A capacidade de armazenamento de carbono da Terra é menor do que se pensava, podendo se esgotar em 2200. Estudo recente publicado na Nature destaca a necessidade urgente de aumentar a captura e armazenamento de CO₂ para cumprir o Acordo de Paris.
Capacidade de armazenamento de carbono é menor do que se pensava
Um estudo publicado na revista Nature aponta que o planeta dispõe de uma capacidade de armazenamento de carbono muito menor do que se imaginava.
De acordo com os pesquisadores, a Terra poderia reter cerca de 1.460 gigatoneladas de dióxido de carbono (CO₂) em formações subterrâneas, valor bastante distante das estimativas anteriores que variavam entre 10 mil e 40 mil gigatoneladas.
A descoberta lança dúvidas sobre a viabilidade de alcançar as metas do Acordo de Paris, que busca limitar o aquecimento global entre 1,5 °C e 2 °C acima dos níveis pré-industriais.
Para cumprir esse compromisso, será necessário remover grandes volumes de CO₂ da atmosfera, mas a limitação do armazenamento torna o desafio ainda maior.

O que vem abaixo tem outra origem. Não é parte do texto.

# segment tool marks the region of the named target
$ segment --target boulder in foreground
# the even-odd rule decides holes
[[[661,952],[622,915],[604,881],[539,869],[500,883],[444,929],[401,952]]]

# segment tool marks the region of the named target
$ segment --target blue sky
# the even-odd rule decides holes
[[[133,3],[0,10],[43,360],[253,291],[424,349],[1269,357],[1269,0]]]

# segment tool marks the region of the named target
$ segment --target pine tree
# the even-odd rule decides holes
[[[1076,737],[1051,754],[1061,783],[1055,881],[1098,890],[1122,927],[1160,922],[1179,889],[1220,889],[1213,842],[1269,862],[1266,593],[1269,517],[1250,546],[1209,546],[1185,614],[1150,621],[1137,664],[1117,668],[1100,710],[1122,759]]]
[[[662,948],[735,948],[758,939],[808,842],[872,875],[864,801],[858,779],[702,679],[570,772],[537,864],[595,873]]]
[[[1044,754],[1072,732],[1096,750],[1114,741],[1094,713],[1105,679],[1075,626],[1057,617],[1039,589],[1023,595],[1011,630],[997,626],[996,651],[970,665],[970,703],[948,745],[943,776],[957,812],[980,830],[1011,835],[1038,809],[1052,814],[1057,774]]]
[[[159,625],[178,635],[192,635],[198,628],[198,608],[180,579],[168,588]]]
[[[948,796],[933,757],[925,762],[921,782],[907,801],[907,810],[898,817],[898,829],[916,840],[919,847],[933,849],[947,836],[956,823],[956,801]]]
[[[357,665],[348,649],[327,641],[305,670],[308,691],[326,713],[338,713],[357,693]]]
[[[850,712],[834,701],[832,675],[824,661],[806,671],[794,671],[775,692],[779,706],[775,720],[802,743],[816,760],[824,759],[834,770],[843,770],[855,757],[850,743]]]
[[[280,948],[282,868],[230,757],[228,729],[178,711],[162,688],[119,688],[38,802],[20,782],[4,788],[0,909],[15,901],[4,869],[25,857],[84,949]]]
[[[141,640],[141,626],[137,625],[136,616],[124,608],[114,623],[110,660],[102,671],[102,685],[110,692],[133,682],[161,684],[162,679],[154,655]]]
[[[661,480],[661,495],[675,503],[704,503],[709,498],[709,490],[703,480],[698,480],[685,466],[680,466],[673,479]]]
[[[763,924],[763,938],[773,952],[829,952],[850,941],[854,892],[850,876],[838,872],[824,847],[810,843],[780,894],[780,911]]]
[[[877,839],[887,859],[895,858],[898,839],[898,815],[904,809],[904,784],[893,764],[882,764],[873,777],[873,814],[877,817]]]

Atualmente, as iniciativas de captura e estocagem de carbono retiram cerca de 49 milhões de toneladas por ano, com projetos planejados para adicionar pouco mais de 400 milhões de toneladas anuais nos próximos anos.

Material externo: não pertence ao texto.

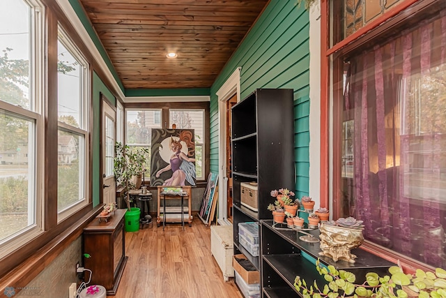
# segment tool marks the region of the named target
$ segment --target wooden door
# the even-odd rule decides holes
[[[231,163],[231,125],[232,123],[232,113],[231,112],[231,108],[237,103],[237,94],[235,94],[229,100],[226,101],[226,177],[228,177],[228,188],[227,188],[227,218],[229,221],[232,221],[232,165]]]
[[[113,174],[113,158],[116,139],[116,110],[103,96],[102,99],[102,202],[116,202],[116,186]]]

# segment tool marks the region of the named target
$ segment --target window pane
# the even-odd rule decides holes
[[[364,237],[374,244],[445,267],[442,23],[445,17],[346,61],[339,158],[345,167],[339,215],[364,221]]]
[[[30,14],[22,0],[0,1],[0,100],[29,110]]]
[[[108,116],[105,119],[105,174],[113,175],[114,157],[114,121]]]
[[[195,167],[197,179],[203,179],[204,110],[169,110],[169,123],[177,129],[191,128],[195,133]]]
[[[59,131],[57,158],[57,211],[84,200],[84,137]]]
[[[57,111],[59,121],[81,126],[82,66],[68,50],[57,41]]]
[[[0,127],[1,242],[36,223],[36,124],[0,110]]]
[[[152,128],[161,128],[161,110],[126,110],[125,144],[151,150]],[[158,123],[157,119],[160,118]],[[144,179],[150,177],[151,154],[147,155]]]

Esse avanço, no entanto, está longe do necessário: especialistas calculam que seria preciso chegar a 8,7 gigatoneladas anuais até 2050, o que exigiria multiplicar em 175 vezes a capacidade atual em apenas três décadas.

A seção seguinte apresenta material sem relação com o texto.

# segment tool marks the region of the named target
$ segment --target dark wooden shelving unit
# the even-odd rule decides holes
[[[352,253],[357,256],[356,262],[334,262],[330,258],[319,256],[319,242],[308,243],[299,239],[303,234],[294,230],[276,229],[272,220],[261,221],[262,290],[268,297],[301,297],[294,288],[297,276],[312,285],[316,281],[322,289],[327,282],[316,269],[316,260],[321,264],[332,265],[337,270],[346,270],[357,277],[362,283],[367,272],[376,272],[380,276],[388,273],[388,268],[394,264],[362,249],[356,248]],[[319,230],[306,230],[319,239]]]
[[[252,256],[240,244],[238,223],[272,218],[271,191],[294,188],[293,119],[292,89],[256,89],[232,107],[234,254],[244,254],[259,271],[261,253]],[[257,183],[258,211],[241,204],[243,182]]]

O estudo alerta que, se o ritmo de emissões continuar elevado e não houver novas soluções além do sequestro geológico, os reservatórios naturais e artificiais disponíveis poderão atingir o limite por volta de 2200.
A pesquisa reforça a urgência de acelerar o desenvolvimento tecnológico e ampliar estratégias complementares de mitigação, como a transição energética e a restauração de ecossistemas.